For four long years, Torres had been trying to win diplomatic recognition—not to mention arms, ships, reinforcements—for Bolívar’s revolution. But no amount of courtly palaver got the old gentleman very far. In the end, it was Bolívar’s successes that changed the American president’s mind. As the Battle of Boyacá led to the Battle of Carabobo, and the Liberator set out over the Andes for Quito, there could be no doubt that the tide of revolution was rolling on. Congressman Henry Clay finally persuaded his countrymen of it. After Torres’s emotional meeting with Monroe and Adams, the elderly Colombian dragged himself home to Philadelphia full of joy that he could now relay the good news to Bolívar. Less than a month later, Torres was dead. It is unlikely that anyone in the Colombian army knew it, but on the day of their diplomat’s funeral, which was att
ended by representatives of the United States army and navy and accompanied by full military honors, all the ships in Philadelphia’s harbor flew their colors at half-staff. Indeed, Bolívar and his army were at such a remove in the depths of the equatorial cordillera that they would not be fully aware of U.S. recognition for another half year.
BOLÍVAR AND HIS ARMY, HARDLY cognizant of the fame they had reaped in the larger world, were living for the moment. Spent by war, reduced by privation, they spilled southward, focused only on the business of staying alive. Few pleasures awaited them. Nevertheless, legend has it that, as Bolívar rode into Quito in his splendid victory parade, he glanced up at the riotously decorated balconies and there saw the woman who would become his greatest love. The truth is probably quite different. The Liberator’s first sight of the comely, rapier-witted Manuela Sáenz may have been at a ball given for him that night, or perhaps in an interview that she sought with the new chief of state to resolve questions of her inheritance. But there is no doubt that the meeting—given the exuberance of the moment—was mutually galvanizing. She was as motivated as he, as moody, as curious, as well read. Within days, or even hours, they were lovers, and would remain so until the end of his life.
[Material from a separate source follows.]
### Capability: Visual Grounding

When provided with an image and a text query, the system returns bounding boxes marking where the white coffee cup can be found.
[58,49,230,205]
On the face of things, Manuela Sáenz was a respectable young woman: rich, married, a habitué of liberal aristocratic circles in Quito and Lima. But she was also a woman with a complicated past. Born in Quito twenty-five years before, she was the illegitimate child of a scandalous liaison. Her father had been a wealthy Spaniard about town, an established family man; her mother, a middle-aged spinster from a prominent Creole family. The mother had birthed the child in secret, far away from society’s prying eyes, as custom and honor demanded. She had attempted to place her daughter in a good home in Quito, but—failing that—entrusted her to nuns in a convent that was known to take highborn “orphans.” Six years later, the mother was dead. For all his social-climbing ambitions, Manuela’s father—Simón Sáenz de Vergara—did a surprising thing. He took responsibility for the child. He gave large sums of money to the luxurious convent where she lived, introduced her to his other children, welcomed the pretty little girl into his home. Most important, he gave her the biggest gift a father could offer: the door to a new life. Before her twentieth birthday, he married her off to a wealthy businessman in Lima, an English shipping merchant named James Thorne.